Verifiable trust in containers: SBOM, VEX, SLSA, and attestations

Container security has matured significantly over recent years. The introduction of SBOM has consolidated the notion that you cannot secure what you do not know structurally. Inventories have ceased to be a bureaucratic artifact and have become a central element of modern engineering. 

However, composition does not equal trust. An artifact can have its list of dependencies perfectly documented and still have been built in a compromised environment, outside of the standard process, or by an unauthorized identity. 

The current challenge in supply chain security is not just knowing what makes up a container, but demonstrating, with verifiable evidence, that it was produced with integrity, traceability, and under appropriate controls. Trust, in this context, cannot be implicit. It must be cryptographically demonstrable. This is where attestations, the notion of provenance, the role of VEX, and the maturity levels defined by SLSA come into play.
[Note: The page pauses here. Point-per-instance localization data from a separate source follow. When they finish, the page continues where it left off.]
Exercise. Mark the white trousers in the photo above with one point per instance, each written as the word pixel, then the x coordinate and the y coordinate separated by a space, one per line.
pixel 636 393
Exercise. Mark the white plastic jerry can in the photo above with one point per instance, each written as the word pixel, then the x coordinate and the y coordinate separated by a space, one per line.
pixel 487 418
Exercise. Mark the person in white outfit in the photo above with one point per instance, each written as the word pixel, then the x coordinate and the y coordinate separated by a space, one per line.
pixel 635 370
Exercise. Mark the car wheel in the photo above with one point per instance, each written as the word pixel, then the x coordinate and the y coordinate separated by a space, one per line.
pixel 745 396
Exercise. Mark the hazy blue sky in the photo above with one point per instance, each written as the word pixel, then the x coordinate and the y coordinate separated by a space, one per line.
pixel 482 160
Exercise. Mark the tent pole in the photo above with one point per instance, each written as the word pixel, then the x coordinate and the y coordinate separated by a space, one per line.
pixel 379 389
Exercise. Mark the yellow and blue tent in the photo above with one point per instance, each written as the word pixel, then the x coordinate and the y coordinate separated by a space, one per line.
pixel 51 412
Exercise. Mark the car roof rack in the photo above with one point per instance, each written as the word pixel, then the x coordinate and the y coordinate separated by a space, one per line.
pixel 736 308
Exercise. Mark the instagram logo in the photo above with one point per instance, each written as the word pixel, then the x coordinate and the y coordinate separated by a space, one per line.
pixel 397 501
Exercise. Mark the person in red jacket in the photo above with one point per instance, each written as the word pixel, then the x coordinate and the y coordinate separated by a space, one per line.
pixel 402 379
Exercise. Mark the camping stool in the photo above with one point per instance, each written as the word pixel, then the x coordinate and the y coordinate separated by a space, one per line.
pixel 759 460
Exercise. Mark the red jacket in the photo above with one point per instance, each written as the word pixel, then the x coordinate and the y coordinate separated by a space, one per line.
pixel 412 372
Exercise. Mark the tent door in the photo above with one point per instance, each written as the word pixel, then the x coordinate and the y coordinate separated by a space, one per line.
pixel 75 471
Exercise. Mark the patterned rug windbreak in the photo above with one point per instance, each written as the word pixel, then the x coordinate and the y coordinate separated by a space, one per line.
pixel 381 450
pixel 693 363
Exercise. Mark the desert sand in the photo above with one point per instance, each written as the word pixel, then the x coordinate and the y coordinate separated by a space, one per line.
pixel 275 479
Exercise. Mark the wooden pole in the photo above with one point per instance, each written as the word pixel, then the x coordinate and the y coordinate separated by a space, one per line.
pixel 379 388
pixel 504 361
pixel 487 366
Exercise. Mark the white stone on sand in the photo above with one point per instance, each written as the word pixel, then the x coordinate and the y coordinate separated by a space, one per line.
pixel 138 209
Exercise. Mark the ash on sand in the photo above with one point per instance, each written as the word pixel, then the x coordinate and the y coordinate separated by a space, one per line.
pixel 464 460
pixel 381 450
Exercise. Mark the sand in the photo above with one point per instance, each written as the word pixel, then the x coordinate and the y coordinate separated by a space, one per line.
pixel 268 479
SBOM as a starting point, not a destination

SBOM establishes a structured representation of an artifact's composition. It describes libraries, operating system packages, frameworks, dependency relationships, versions, and licenses. By being generated during the build and stored as a versioned artifact, it allows for later correlation with vulnerability databases without the need to re-scan the binary. 
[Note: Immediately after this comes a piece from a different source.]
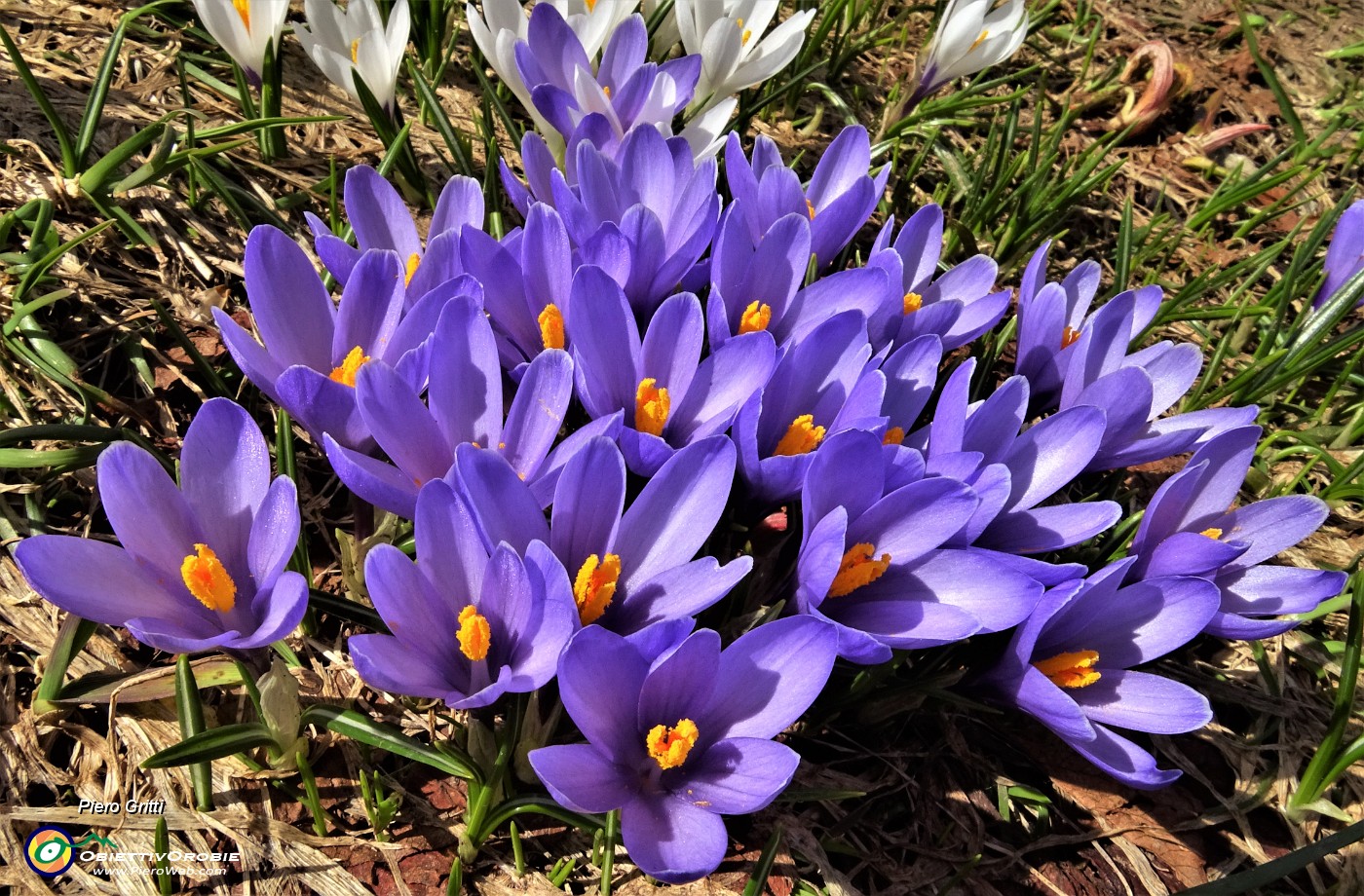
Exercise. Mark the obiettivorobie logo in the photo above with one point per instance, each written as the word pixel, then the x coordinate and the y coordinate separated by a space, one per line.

However, an isolated SBOM is just a declarative document. Nothing prevents someone from generating an SBOM that does not correspond to the distributed artifact. Nothing prevents the image from being modified after the inventory has been generated. For the SBOM to participate in a trust model, it must be linked to the image digest and signed. This binding transforms the SBOM into an attestation of composition.

Suppose an image is published to a registry:

$ registry.example.com/app/backend:1.4.2

The first step is to identify its immutable digest:

$ docker pull registry.example.com/app/backend:1.4.2

$ docker inspect --format='{{index .RepoDigests 0}}' registry.example.com/app/backend:1.4.2

The result will look something like:

$ registry.ex

This digest is the cryptographic anchor upon which attestations will be built. If the SBOM was generated in CycloneDX format, for example sbom.json, it can be associated with the artifact using cosign:

$ cosign attest  --predicate sbom.json  --type cyclonedx \ registry.example.com/app/backend@sha256:abc123

This command creates an attestation whose subject is the image digest and whose predicate contains the SBOM. The attestation is signed with the key configured in the environment. From that moment on, the SBOM ceases to be just an inventory and becomes evidence cryptographically linked to the artifact.
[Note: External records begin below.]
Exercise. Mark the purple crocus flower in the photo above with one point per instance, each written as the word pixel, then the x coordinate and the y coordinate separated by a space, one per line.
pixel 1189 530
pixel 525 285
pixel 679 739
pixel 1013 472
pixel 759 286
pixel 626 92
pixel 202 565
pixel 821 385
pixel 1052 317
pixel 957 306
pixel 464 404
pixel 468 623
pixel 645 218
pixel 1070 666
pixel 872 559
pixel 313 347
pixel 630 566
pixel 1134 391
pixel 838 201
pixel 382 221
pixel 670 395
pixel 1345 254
Attestations as an evidence model

An attestation is a signed statement about an explicit artifact. It associates three fundamental elements: 

1. the artifact's digest;

2. a statement type;

3. the content of that statement. 

The standard widely used in the cloud native ecosystem derives from the in-toto model, which defines how to represent these links in a structured and verifiable way. The advantage of this model is the separation between binary and metadata. An image can have multiple independent attestations. One can describe its composition, another can describe its provenance, another can declare the SLSA level achieved, and another can contain VEX information. This modularity allows the trust architecture to evolve without modifying the executable artifact.